Having just watched a disgraceful item on BBC TV Newsnight about the Prince Charles row, I am ever more astonished and aghast at the malevolence and bias of a culture in which remarks are wrenched out of context and gratuitously misrepresented. Prince Charles wrote a private note to a member of his household, in the context of a dispute with another member of staff about employment opportunities, in which he sounded off about an educational culture which encouraged everyone to think they could all achieve the dizzying heights of fame and fortune. This is most of what he wrote:
'What is wrong with people nowadays? Why do they all seem to think they are qualified to do things far above their capabilities? This is all to do with the learning culture in schools. It is a consequence of a child-centred education system which tells people they can become pop stars, high court judges or brilliant TV presenters or infinitely more competent heads of state without ever putting in the necessary work or having the natural ability.It is a result of social utopianism which believes humanity can be genetically engineered to contradict the lessons of history.'
This has been represented by various journalists, along with the Education Secretary Charles Clarke, no less, as the Prince telling people to know their place.
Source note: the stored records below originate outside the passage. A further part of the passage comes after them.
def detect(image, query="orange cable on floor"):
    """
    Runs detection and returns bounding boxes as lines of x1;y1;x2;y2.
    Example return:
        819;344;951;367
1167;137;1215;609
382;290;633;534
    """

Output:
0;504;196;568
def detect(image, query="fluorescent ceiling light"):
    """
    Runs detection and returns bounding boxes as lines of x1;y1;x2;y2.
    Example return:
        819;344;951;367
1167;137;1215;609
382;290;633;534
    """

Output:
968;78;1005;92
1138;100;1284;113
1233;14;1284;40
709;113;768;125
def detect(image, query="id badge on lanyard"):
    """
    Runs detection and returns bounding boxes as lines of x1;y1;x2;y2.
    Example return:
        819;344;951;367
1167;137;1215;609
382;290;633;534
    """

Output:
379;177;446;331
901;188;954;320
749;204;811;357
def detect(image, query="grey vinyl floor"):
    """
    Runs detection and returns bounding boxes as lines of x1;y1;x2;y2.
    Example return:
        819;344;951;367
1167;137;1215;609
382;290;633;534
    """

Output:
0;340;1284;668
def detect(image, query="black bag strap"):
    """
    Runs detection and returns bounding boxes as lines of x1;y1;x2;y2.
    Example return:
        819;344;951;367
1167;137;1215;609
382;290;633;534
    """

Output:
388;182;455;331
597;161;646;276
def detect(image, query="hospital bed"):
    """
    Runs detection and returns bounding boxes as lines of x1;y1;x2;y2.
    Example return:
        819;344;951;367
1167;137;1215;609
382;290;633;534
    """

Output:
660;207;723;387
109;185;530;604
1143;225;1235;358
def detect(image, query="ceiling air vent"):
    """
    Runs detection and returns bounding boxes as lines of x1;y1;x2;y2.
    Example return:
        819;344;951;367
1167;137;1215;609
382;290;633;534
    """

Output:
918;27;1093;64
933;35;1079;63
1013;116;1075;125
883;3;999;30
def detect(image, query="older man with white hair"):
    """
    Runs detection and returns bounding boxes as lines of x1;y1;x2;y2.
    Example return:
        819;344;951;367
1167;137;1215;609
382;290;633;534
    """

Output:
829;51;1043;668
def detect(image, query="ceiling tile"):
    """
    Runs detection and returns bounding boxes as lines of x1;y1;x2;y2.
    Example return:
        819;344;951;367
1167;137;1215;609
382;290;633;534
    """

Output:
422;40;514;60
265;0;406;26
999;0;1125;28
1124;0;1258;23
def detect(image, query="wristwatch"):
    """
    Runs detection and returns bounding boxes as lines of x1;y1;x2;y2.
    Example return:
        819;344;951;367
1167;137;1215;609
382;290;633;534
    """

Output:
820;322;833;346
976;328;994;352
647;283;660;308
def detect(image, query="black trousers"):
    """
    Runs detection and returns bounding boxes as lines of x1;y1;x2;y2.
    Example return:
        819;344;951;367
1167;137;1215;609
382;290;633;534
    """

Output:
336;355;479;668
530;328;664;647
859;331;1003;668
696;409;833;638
Newsnight further put the boot in by sneering at his own privileged background and education. But this is a total misrepresentation of what he said. He was not decrying aspiration. How on earth could he, when so much of his public good works through the Prince's Trust is devoted to raising the aspirations of the disadvantaged?
He was making an entirely different point, one not grasped or investigated by Newsnight at all. This was that the current educational orthodoxy does not encourage aspiration or equality of opportunity so much as promulgate the disastrous fiction of equality of outcome. It tells pupils that everyone can get good A levels, that everyone can go to university, that everyone's qualification is of equal value to everyone else's. The notion of achievement has been all but destroyed in favour of an 'all must have prizes' philosophy that is all about the appearance of achievement rather than the reality. For the reality is that not all who aspire can make it. Not all can win prizes; some will fail to do so. Not everyone has the aptitude or ability to do everything. But to maintain the cruel and destructive lie that this is not so, our education system has dumbed down, reduced examination standards to meaninglessness and emptied education progressively of content (see the post below) on the basis that what children bring to the classroom is of greater value than any actual knowledge teachers might teach them. This so-called 'child-centred' approach thus confirms children in their own ignorance and traps them forever in disadvantage.
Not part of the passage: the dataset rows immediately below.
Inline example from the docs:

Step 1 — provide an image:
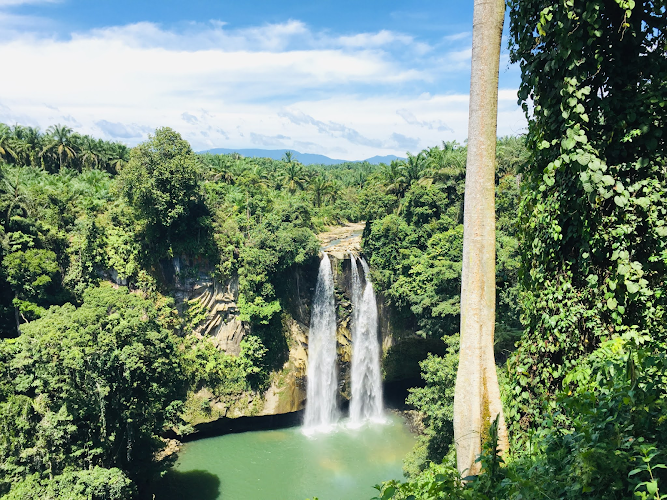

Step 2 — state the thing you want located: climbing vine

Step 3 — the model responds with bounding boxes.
[508,0,667,427]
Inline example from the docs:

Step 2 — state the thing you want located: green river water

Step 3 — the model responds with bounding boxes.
[155,416,415,500]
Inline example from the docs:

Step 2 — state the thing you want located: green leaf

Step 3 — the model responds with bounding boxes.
[382,486,396,500]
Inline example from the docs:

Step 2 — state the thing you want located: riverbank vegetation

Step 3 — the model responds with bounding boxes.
[378,1,667,500]
[0,0,667,500]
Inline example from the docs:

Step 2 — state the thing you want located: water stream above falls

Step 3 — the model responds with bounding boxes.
[155,416,415,500]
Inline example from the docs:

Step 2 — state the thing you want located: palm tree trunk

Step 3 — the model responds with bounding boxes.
[454,0,508,475]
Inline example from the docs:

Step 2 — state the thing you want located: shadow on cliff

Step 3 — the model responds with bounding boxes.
[153,469,221,500]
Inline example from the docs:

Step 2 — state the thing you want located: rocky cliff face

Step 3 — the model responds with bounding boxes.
[165,248,438,416]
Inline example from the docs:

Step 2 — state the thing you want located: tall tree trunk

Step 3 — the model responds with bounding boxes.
[454,0,507,475]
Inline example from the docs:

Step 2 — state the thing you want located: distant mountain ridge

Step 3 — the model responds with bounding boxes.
[201,148,405,165]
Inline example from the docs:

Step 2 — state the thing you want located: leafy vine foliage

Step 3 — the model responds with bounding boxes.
[509,0,667,431]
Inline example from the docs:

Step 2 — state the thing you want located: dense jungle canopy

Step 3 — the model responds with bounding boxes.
[0,0,667,500]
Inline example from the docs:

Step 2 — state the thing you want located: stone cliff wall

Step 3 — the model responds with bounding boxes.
[165,252,442,415]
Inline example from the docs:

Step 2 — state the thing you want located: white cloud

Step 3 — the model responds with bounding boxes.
[0,19,525,159]
[396,109,453,132]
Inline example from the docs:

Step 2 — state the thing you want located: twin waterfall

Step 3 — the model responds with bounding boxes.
[304,253,382,429]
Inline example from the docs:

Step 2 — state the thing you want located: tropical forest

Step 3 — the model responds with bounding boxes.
[0,0,667,500]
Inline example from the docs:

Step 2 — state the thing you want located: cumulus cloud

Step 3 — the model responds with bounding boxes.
[278,110,382,148]
[396,108,453,132]
[95,120,152,139]
[390,132,420,151]
[181,112,199,125]
[250,132,290,147]
[0,18,525,159]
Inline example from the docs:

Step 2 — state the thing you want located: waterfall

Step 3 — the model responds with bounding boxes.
[350,255,382,424]
[304,253,338,429]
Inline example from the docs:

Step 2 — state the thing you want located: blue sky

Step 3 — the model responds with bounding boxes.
[0,0,525,159]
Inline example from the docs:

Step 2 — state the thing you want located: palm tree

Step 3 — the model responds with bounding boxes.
[0,166,31,224]
[79,135,102,169]
[309,174,332,208]
[282,161,306,194]
[12,125,42,167]
[105,142,130,173]
[283,151,294,163]
[403,151,426,186]
[454,0,507,475]
[0,125,16,161]
[382,160,407,199]
[42,125,76,170]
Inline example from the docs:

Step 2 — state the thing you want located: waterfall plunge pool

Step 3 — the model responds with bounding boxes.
[155,414,415,500]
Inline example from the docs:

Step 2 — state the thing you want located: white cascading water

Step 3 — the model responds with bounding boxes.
[304,253,339,430]
[350,255,382,424]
That is what Prince Charles was on about. It is nothing to do with genuine aspiration. It is instead its antithesis. It is a disaster that is simply destroying this country's future. But the malevolence of this culture means that this cannot ever be discussed properly. Instead we are treated to an ignorant, prejudiced, class-war, sub-Marxist jeering along with a quite staggering dishonesty in reporting.
I have been banging on about this accelerating education catastrophe for years. Indeed, I wrote a book about it called All Must Have Prizes. As a result, I gather from a reader that on Channel Four News this evening Tony Benn apparently described me - along with the former Chief Inspector of Schools, Chris Woodhead, who fought a lonely campaign against this madness and lost -- as 'very very right wing'. Only someone as closely associated as Benn with the destruction of the life chances of hundreds of thousands of children by the anti-meritocratic, anti- education, anti-west philosophy for which he has stood all his professional life could describe a deep concern to rescue from disaster British education -- and particularly those at the bottom of the heap who depend upon the schools to escape from disadvantage -- as 'very very right-wing'.
Such is the debased debate in this country now, an indication in itself of the collapse of education standards and a symptom of a society in advanced decay.